Our clinic likes to do 3 blood tests before scan to confirm viability.


----------



## MissCassie

Hehe love seeing your tests girls :)

Your lines are so dark jillie! Makes me feel less on edge about twins haha

It amazes me the difference is all our tests! Its crazy how everyone differs


----------



## MissCassie

Morning lovelies!! 

Line progression porn this morning. 

https://imagizer.imageshack.us/v2/150x100q90/905/kqiXux.jpg


https://imagizer.imageshack.us/v2/150x100q90/907/ZunEYO.jpg


----------



## Jillie89

Yay!!! Def darker today!
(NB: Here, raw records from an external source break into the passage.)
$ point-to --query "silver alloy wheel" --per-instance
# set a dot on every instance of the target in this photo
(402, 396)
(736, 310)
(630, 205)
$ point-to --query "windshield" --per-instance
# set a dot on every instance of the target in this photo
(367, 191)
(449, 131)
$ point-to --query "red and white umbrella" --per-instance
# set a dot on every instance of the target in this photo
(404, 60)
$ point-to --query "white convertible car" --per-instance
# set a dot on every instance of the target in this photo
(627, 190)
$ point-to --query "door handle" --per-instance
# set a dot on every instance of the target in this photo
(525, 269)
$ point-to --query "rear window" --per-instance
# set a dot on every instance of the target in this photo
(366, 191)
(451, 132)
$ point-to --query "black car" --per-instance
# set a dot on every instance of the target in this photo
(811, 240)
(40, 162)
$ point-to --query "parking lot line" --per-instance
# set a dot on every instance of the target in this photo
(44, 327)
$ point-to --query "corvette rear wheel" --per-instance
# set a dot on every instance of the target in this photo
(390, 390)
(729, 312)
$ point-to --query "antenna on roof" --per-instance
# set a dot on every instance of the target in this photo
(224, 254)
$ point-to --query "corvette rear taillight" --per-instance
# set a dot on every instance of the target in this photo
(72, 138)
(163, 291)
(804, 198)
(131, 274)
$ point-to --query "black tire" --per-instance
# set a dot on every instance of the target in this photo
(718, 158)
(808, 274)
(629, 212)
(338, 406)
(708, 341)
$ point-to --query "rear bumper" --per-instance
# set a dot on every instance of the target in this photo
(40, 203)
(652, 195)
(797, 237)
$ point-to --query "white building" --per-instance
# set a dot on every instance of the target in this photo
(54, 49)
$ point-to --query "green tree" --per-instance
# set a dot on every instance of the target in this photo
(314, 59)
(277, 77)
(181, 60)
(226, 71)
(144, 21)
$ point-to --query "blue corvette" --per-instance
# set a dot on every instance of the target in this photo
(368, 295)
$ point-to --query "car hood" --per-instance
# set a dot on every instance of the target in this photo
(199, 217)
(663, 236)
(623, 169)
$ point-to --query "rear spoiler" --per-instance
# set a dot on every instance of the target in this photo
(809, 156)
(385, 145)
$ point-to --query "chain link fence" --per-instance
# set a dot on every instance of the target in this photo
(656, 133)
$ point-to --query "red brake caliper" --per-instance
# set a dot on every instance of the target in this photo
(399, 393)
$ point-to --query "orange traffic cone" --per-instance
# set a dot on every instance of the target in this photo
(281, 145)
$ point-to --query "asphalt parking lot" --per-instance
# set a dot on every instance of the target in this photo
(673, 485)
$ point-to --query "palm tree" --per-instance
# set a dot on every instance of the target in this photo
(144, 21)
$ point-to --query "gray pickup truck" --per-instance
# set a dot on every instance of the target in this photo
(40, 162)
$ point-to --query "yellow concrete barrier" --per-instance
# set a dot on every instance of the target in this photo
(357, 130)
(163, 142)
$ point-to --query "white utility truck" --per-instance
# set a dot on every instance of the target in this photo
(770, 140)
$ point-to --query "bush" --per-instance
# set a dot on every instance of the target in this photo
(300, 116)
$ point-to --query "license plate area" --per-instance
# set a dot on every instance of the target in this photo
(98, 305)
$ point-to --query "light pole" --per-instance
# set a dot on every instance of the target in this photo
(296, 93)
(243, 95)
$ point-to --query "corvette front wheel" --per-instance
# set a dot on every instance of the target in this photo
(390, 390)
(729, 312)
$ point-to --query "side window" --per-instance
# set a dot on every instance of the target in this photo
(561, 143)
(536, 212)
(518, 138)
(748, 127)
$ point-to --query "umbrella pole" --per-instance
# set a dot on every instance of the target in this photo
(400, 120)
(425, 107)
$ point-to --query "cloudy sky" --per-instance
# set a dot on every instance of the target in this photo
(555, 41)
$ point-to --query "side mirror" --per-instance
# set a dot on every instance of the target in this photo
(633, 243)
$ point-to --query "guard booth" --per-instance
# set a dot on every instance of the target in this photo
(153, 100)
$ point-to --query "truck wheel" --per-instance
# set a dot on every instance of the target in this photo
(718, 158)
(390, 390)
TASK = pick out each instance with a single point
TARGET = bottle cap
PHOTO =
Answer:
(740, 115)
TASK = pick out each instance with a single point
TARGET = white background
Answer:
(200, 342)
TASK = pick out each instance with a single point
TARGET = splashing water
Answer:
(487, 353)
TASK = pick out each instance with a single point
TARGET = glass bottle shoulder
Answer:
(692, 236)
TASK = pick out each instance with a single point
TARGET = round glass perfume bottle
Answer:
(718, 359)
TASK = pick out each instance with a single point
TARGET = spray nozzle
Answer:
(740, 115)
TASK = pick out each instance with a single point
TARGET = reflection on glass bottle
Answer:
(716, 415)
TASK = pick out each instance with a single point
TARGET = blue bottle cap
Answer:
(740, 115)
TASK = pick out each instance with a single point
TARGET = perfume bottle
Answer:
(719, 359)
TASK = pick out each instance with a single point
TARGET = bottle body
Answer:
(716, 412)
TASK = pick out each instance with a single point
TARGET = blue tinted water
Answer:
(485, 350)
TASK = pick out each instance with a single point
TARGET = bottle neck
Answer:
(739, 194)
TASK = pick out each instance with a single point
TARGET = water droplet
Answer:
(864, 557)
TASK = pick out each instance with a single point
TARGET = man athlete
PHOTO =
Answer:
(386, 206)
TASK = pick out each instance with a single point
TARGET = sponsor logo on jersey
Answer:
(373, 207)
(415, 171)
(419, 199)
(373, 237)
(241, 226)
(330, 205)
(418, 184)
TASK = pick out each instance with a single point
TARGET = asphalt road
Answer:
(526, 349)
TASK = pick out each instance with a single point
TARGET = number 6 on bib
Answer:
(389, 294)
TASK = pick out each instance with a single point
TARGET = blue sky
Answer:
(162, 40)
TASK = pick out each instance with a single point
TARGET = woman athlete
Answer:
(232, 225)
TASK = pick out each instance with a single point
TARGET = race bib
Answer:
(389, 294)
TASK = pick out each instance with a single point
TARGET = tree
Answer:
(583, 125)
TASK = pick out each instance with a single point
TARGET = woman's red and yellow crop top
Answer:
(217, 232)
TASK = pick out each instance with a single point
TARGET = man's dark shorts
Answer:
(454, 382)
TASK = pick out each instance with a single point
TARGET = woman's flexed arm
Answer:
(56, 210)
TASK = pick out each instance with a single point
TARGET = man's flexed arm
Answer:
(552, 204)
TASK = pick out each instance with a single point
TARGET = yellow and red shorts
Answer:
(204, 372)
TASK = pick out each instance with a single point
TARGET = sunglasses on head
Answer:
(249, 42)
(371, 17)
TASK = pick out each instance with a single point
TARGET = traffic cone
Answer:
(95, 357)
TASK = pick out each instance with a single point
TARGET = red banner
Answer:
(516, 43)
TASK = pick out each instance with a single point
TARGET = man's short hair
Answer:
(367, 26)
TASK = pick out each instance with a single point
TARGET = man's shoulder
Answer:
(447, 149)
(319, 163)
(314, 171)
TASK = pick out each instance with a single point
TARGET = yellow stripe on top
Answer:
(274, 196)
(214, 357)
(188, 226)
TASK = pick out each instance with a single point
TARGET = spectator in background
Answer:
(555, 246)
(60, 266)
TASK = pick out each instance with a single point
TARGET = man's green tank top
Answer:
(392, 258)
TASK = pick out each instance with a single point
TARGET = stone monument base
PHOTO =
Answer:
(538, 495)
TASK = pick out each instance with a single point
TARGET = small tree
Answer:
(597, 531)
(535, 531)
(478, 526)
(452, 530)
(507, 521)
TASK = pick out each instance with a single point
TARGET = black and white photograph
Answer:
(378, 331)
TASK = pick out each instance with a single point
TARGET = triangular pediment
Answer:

When is blood test?


----------



## wantingbubba7

Looking great Cassie !!!


----------



## MissCassie

Blood test is on monday so i should know my numbers by miday :)


----------



## wantingbubba7

Not long till BT day cassie :) cant wait to hear your numbers. Hope you are feeling ok!!! xx


----------



## MissCassie

Im quite curious as to what the number will be! As my test are very dark now and i wonder how many are in there haha


----------



## MissCassie

And the line is so much darker then yesterday!! So my numbers must be doubling just fine

https://imagizer.imageshack.us/v2/150x100q90/922/av91d1.jpg


----------



## Jillie89

Lovely and dark lines.


----------



## wantingbubba7

Wow thats so dark misscassie. I think you've got a sticky baby in there whether it be one or two xx


----------



## wantingbubba7

BT tomorrow! !!!!!!!!!!!!! Yaaaaay


----------



## MissCassie

Im very excited for my BT tomorrow!! Ah probably going to have a terrible sleep as ill be too excited! 

My test line is now darker than the controll line!


----------



## wantingbubba7

That is awesome!!! Wow that is so early to be darker then the control line.
Have you done another digi one? Sounds like it will say 2-3 by now :D 

Was just looking my 10dpt one and it was still so light hehe mine never got darker then the control line, I stopped testing on FRERs after my BT. Must be so exciting. So happy for you.


----------



## wantingbubba7

Here are mine, they stayed so light.


----------



## MissCassie

Your 11dp looks very dark :) also you still had great progression and they werent that light.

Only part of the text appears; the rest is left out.